The stderr and stdout output are in {{/capstor/scratch/cscs/jsmith/output/log123.txt}}.
The specific error message is:

{code}
starting time step 23
updated particle positions
Error: out of memory allocating ring buffer (rank 15)
{code}

The stderr and stdout output are in /capstor/scratch/cscs/jsmith/output/log123.txt. The error message in the logs is:

starting time step 23
updated particle positions
Error: out of memory allocating ring buffer (rank 15)

Only use screenshots of the terminal when necessary

Sometimes a screenshot is more useful than raw text, however 90% of the time it is better to paste terminal output directly into the ticket or attach a text file. This makes it much easier for support engineers to copy job IDs, hashes, and error messages when trying to help.

Steps to reproduce¶

Support staff must be able to reproduce the issue wherever possible. Include the commands you executed, the software environment (uenv, container description, etc.), and the exact sequence of actions leading to the failure. If the issue depends on specific input data or configuration files, provide their location.

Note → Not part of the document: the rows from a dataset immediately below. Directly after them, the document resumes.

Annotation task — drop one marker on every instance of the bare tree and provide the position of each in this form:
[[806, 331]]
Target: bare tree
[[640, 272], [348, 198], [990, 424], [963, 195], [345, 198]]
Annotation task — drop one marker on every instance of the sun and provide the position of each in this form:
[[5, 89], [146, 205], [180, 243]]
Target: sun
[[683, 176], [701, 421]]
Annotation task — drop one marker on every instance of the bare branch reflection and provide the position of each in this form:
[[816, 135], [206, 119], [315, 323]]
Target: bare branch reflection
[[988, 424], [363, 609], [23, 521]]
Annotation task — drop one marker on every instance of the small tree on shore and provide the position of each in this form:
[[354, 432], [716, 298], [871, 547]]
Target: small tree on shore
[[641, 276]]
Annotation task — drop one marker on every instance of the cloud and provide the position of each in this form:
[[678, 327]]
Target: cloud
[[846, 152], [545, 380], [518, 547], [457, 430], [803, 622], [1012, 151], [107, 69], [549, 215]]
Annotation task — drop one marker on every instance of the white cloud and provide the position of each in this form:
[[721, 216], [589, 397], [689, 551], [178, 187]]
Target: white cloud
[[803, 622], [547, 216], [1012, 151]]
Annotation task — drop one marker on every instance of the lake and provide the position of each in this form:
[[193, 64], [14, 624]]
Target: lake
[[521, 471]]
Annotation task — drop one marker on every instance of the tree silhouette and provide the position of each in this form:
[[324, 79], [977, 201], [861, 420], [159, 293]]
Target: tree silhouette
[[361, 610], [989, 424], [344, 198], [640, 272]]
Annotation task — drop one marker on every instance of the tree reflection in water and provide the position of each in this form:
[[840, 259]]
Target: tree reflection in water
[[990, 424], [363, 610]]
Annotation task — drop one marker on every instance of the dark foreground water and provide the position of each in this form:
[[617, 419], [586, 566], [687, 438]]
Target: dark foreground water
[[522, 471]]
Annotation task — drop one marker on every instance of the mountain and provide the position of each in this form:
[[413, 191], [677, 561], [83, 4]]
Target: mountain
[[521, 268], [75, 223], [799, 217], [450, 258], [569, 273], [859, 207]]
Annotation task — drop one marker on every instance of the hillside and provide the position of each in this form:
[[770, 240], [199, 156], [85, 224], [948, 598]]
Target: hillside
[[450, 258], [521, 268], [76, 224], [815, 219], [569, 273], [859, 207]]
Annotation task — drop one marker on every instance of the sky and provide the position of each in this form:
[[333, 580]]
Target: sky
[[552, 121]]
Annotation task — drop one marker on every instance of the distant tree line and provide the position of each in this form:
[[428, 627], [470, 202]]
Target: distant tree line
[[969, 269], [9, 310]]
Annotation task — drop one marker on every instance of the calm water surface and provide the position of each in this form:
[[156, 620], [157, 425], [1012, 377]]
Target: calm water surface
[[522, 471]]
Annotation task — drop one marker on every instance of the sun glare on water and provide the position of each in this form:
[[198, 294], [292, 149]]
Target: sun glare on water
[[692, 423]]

Preserve the failing run before retrying

Before rerunning or modifying anything, note the Slurm job ID and the locations of the stdout/stderr files. Each rerun can overwrite output files and makes it harder to reconstruct exactly what happened. The failing run is evidence — preserve it first.

Has this worked before?¶

Tell us whether this workflow has ever run successfully, when it last worked, and what changed since then. For example: “This job ran successfully last Friday but started failing after I updated my virtual environment” or “This issue began after the maintenance last Wednesday.” If the workflow has never run successfully, say so — that changes how the engineer approaches the problem.

Scope and impact¶

Let us know how widely the issue affects you: does it affect one job or all jobs, and is it reproducible by other users? If there is an urgent deadline, please mention it.